For a movie whose first 45 minutes are packed with more cultural insight and impact than many movies do with 2 or 3 hours, it's hard not to be both disappointed and relieved that the spins didn't keep coming for the entirety of the movie. When you piece together everything, you're allowed to mindlessly sit back and watch the action unfold, which is also a scathing indictment of how cinema soothes people into complacency. You see all of this corruption through the use of drugs and government, but the happy ending is that Aachi and Ssipak rescued Beautiful and are able to become rich again. Not that the government corruption has ceased to exist, or that the people are done being drugged, but our heroes made out for themselves. It's a high note that's as intentionally hollow and flawed as anything the movie corrupts.

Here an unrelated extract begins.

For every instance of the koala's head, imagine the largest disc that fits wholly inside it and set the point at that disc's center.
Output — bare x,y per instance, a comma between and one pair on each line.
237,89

On the other hand, the movie is so well done. The sight of the diaper gang mutants being so chipperly evil is always hilarious, as is their frequent gory and brutal murders. They're the most precious victims of action movies. Jo-Beom Jim's action sequences are rapid paced and fast moving, and really well done. They don't obscure the action and are visually sumptuous.
Aachi and Ssipak's hyperkinetic nature, high-brow satirical intents, and mixture of medium-brow and low-brow humor makes this a movie that is simultaneously a must see and a movie that will be appreciated by few. The scatological and pornographic nature of the film will turn most people off, though Aachi and Ssipak shows no actual feces or sex in the film. Yet, because it attacks both the brain and the adrenaline, Aachi and Ssipak is a one-of-a-kind thrill ride of a weird type of intelligence, making this a required viewing.